Manifest-backed index sets
For stable warmed setups, define a manifest and let greph-index set operate on the grouped indexes:
./vendor/bin/greph-index set build
./vendor/bin/greph-index set stats --mode ast-index --dry-refresh
./vendor/bin/greph-index set search --mode ast-index --show-index-origin 'new $CLASS()' .The set subcommands share the same lifecycle handling, stale checks, and planner diagnostics as direct ast-index usage.
Planner diagnostics
--trace-plan shows how Greph narrowed the query before the full matcher ran. For ast-index that typically includes:
- the coarse fact signature extracted from the pattern
- how many warmed indexes were searched
- how many files were rejected by the fact filter
- how many candidate files were re-parsed for exact structural verification
What the index stores
For every indexed file the AST fact extractor records a row per "interesting" node. The set of fact kinds covers the constructs that AST patterns most commonly target:
- Function and method calls (by called name)
- Class instantiations (by class name)
- Class, interface, trait, and enum declarations (by name)
- Function declarations (by name)
- Method declarations (by name and visibility)
- Use statements
When a query arrives, Greph\Ast\AstFactQuery translates the search pattern into a coarse fact signature (for example, "must contain a new of any class") and intersects the fact store. Files that survive the intersection are then re-parsed and matched against the full pattern.
This means the fact index is a prefilter, not a full-fidelity match store. The match step still parses the source, so structural correctness is identical to native AST search; only the candidate set is smaller.
When to use it
Indexed AST mode is the right tool when:
- You run the same structural queries against the same codebase repeatedly.
- The patterns target identifiable shapes (call name, class name, declaration kind) that the fact extractor stores.
- You want lower latency than re-parsing every file.

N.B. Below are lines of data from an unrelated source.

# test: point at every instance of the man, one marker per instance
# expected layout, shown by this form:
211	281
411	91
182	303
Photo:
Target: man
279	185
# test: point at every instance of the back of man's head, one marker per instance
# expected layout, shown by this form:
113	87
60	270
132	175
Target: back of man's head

For patterns whose distinguishing feature is not in the fact set (for example, complex nested expressions without a recognizable head), the cached AST mode is usually a better fit because it skips the parse step entirely without relying on a coarse signature.
Programmatic use
use Greph\Greph;
use Greph\Ast\AstSearchOptions;
use Greph\Index\IndexLifecycleProfile;
Greph::buildAstIndex('.', lifecycle: IndexLifecycleProfile::OpportunisticRefresh);
$matches = Greph::searchAstIndexed(
'new $CLASS()',
'src',
new AstSearchOptions(jobs: 4, tracePlan: true),
);searchAstIndexed accepts the same AstSearchOptions as native AST search and returns the same list<AstMatch> shape. For multi-index or manifest-backed flows, use searchAstIndexedMany(...) and searchAstIndexedSet(...).